HORSES
Just about everyone within seeing or hearing distance of last week's Preakness has gone on record as stating that it surely must have been Nashua's finest showing. There's no denying it. The big bay never looked better or ran with more convincing authority as he rolled up win No. 11 in the mile-and-three-sixteenths Pimlico event that makes up the second leg of racing's triple crown.
All very well, but come, come, fellas. Even as fine an animal as Nashua cannot make his performances memorable all by himself. What about the others? What about a horse named Saratoga who pushed Nashua to a track record of 1:54[3/5]? Well, to tell the truth, Saratoga had behaved so badly all week that he very nearly didn't make the race at all. Such behavior is nothing new for Saratoga. "You never know quite what he's going to do," says his trainer, Frank A. (Downey) Bonsal. "At Hialeah he used to sulk all the way to the track, but once there he just loved to run. At Pimlico he'll get to the track all right, but then he starts sulking. Last week he gave me fits. When we finally got him running he'd go too fast, then suddenly, for no reason, after breezing a half mile he'd dig his toes into the ground and stop. Finally, a couple of days before the Preakness—and just about the time when I had to make up my mind if we were going to let him run or not—I really got desperate. My son Frank and I went out at daybreak with a couple of hunting crops. I didn't use one on Saratoga but I sure felt like it, and he looked at me as though he knew I was mad enough to use the crop on him.

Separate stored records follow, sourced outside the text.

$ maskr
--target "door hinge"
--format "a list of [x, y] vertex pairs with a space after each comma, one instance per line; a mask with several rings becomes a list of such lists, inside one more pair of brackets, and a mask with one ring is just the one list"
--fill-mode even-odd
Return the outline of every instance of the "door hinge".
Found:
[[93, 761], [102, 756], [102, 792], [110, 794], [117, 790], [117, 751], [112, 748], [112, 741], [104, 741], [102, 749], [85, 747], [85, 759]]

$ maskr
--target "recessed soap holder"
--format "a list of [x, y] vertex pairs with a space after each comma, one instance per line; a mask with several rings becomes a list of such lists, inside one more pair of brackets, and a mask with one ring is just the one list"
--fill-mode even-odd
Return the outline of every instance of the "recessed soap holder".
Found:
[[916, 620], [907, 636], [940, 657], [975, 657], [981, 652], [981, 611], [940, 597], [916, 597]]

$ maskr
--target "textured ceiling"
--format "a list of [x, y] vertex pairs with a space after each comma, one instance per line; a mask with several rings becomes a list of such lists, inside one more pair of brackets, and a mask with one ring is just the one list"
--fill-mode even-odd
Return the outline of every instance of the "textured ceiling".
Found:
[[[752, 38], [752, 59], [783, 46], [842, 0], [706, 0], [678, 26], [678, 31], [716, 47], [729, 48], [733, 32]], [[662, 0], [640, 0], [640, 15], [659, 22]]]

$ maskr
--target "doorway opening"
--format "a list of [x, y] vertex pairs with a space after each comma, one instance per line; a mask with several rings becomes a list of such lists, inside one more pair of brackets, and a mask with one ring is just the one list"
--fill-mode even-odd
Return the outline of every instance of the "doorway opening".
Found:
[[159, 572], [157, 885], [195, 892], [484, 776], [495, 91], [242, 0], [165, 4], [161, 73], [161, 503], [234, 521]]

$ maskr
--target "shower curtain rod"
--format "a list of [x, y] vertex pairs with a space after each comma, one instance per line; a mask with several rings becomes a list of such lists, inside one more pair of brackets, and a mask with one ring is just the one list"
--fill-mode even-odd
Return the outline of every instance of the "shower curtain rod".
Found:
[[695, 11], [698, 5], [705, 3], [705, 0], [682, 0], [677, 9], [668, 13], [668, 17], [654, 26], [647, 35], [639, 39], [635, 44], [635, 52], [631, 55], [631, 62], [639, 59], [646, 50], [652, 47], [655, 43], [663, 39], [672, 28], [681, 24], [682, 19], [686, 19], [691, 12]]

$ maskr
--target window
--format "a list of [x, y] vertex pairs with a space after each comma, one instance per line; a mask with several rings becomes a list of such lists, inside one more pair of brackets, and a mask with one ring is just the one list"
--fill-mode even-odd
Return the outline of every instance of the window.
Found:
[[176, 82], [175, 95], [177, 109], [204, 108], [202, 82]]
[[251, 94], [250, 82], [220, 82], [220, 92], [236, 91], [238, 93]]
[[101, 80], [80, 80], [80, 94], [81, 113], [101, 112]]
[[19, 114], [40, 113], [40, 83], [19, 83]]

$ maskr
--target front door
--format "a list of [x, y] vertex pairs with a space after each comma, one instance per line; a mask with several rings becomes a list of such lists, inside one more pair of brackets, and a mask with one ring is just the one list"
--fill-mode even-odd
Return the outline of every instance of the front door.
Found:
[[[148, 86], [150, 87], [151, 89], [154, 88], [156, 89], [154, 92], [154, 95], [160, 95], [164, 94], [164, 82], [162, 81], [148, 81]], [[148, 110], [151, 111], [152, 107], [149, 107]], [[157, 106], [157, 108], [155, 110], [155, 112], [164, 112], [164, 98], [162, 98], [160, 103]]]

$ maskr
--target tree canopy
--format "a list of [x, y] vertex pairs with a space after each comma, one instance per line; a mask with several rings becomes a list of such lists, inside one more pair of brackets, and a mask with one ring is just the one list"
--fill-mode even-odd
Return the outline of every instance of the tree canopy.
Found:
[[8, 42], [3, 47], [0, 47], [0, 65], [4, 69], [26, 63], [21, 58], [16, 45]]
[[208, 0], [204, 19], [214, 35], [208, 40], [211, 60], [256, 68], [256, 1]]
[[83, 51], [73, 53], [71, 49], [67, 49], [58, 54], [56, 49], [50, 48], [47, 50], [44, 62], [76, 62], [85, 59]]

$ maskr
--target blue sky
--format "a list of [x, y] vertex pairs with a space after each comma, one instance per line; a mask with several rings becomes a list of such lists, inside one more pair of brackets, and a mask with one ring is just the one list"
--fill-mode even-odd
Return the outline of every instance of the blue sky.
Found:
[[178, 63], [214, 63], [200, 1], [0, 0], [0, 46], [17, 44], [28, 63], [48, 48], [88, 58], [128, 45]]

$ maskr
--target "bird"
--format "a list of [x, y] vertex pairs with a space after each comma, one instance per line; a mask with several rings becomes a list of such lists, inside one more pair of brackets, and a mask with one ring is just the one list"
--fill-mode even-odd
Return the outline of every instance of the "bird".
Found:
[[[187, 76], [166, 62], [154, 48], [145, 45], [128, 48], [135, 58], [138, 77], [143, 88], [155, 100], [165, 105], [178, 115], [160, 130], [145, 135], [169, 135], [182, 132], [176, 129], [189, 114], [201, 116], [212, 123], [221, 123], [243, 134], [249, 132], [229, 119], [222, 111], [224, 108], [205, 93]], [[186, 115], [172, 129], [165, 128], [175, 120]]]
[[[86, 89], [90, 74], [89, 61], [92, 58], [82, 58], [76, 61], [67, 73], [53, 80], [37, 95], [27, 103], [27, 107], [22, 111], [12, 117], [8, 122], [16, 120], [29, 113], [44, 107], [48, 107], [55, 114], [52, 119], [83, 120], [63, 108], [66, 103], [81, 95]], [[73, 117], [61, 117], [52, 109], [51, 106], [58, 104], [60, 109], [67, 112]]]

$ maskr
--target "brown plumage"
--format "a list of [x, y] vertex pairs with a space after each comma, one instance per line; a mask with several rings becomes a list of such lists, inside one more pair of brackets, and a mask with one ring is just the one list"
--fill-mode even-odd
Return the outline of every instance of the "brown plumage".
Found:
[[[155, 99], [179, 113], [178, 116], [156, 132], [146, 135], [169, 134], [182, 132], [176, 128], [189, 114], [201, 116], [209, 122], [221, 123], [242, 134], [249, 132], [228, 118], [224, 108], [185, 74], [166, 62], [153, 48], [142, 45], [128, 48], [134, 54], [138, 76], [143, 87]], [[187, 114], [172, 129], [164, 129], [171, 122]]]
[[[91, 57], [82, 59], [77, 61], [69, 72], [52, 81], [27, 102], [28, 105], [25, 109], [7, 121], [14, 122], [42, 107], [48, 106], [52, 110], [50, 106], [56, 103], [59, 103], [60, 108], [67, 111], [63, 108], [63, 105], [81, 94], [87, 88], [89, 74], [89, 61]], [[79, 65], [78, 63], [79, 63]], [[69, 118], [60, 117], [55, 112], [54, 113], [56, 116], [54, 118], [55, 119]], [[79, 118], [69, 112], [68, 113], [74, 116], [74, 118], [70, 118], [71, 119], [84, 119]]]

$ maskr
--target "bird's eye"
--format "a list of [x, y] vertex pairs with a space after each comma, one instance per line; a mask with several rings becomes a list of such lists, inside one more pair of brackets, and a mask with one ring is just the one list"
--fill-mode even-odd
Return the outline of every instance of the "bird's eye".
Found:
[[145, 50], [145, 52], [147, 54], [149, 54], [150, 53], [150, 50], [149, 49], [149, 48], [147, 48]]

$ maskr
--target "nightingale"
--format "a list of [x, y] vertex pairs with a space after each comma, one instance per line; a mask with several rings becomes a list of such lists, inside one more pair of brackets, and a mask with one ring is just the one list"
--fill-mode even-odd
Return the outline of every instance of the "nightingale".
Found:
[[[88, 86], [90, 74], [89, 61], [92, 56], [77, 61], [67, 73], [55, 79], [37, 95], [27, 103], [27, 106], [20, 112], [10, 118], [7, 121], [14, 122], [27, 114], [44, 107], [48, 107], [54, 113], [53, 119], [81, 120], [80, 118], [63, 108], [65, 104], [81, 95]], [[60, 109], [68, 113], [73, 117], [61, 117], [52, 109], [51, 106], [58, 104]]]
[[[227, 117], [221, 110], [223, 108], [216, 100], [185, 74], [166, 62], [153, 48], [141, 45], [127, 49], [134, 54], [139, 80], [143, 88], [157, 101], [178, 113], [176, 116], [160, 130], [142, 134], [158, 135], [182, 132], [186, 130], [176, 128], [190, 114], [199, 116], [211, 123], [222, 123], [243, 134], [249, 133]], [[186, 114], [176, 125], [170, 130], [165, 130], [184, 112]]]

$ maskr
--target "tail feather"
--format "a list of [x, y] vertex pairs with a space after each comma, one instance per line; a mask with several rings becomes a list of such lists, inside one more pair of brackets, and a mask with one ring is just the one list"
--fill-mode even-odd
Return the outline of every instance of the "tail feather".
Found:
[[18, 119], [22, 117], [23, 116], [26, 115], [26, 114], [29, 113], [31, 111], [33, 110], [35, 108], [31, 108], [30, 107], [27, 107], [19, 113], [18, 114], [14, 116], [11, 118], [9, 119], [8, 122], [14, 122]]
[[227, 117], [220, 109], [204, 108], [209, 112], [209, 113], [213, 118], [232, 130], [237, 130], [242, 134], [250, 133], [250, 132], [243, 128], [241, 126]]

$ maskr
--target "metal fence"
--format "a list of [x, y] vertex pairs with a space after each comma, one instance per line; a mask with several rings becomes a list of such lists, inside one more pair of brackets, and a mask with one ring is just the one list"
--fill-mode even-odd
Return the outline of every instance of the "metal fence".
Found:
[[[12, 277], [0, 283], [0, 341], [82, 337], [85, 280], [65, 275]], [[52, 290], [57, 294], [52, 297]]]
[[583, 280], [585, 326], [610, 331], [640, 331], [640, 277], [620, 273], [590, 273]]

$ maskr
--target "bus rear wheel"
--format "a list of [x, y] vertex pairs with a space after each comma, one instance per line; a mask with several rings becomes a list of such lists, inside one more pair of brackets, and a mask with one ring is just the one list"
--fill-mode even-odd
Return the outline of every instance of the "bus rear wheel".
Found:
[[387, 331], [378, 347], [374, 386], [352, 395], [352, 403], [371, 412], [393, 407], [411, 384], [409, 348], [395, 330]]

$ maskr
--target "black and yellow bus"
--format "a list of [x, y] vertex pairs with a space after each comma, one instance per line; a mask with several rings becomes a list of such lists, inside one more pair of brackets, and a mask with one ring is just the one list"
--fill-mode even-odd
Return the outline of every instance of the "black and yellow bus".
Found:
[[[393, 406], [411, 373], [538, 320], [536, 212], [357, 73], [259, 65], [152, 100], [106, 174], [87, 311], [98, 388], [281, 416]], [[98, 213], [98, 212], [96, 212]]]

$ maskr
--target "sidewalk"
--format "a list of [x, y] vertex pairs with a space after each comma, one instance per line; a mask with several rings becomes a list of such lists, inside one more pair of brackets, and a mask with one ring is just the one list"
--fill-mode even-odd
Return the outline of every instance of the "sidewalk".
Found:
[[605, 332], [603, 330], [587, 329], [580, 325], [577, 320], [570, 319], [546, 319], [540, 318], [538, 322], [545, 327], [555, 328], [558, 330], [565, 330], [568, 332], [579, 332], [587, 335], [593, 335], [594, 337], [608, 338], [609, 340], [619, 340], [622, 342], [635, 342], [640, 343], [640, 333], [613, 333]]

This scene ended with me chasing Saratoga nearly an eighth of a mile on foot down the Pimlico track, waving the crop around like a wild man. If anybody saw us they must have thought we were all nuts."
On Preakness day, Saratoga (whose sire is Blenheim II) never gave a tip-off on what sort of mood he was in. Downey Bonsal looked him over carefully in the paddock. Saratoga was already in a lather. Bonsal promptly began sweating just as much. Saratoga's owner, Mrs. Marion duPont Scott, took in the scene through a pair of dark glasses without perspiring even one bead. As the horses left for the post parade, Bonsai hustled off to his box seat. "I swear I don't know what's going to happen out there," he moaned. "He might never come out of the gate. Or again, he might feel like running his race."
Saratoga did run his race. Although finishing second to Nashua, it was Saratoga, the pace-setter, who made the 1955 Preakness a memorable event. And, for all you know, it might have been the terrifying thought of a few licks from Downey Bonsal's hunting crop that made this possible.
If last Saturday was just another race day to Nashua, it was one of the happiest of many happy racing days for his trainer, Sunny Jim Fitzsimmons. Slightly before the show went on at Pimlico, where his son John did the saddling honors, Mr. Fitz sent out the Wheatley Stable's High Voltage to win the Coaching Club American Oaks for 3-year-old fillies at Belmont Park. By sundown in New York and Maryland, Sunny Jim had 10% of $113,350—the day's earnings of Nashua and High Voltage. He had both Eddie Arcaro and Ted Atkinson working for him on this big day, and there's no telling what this strong combination will do before the year is up. The season isn't even half over.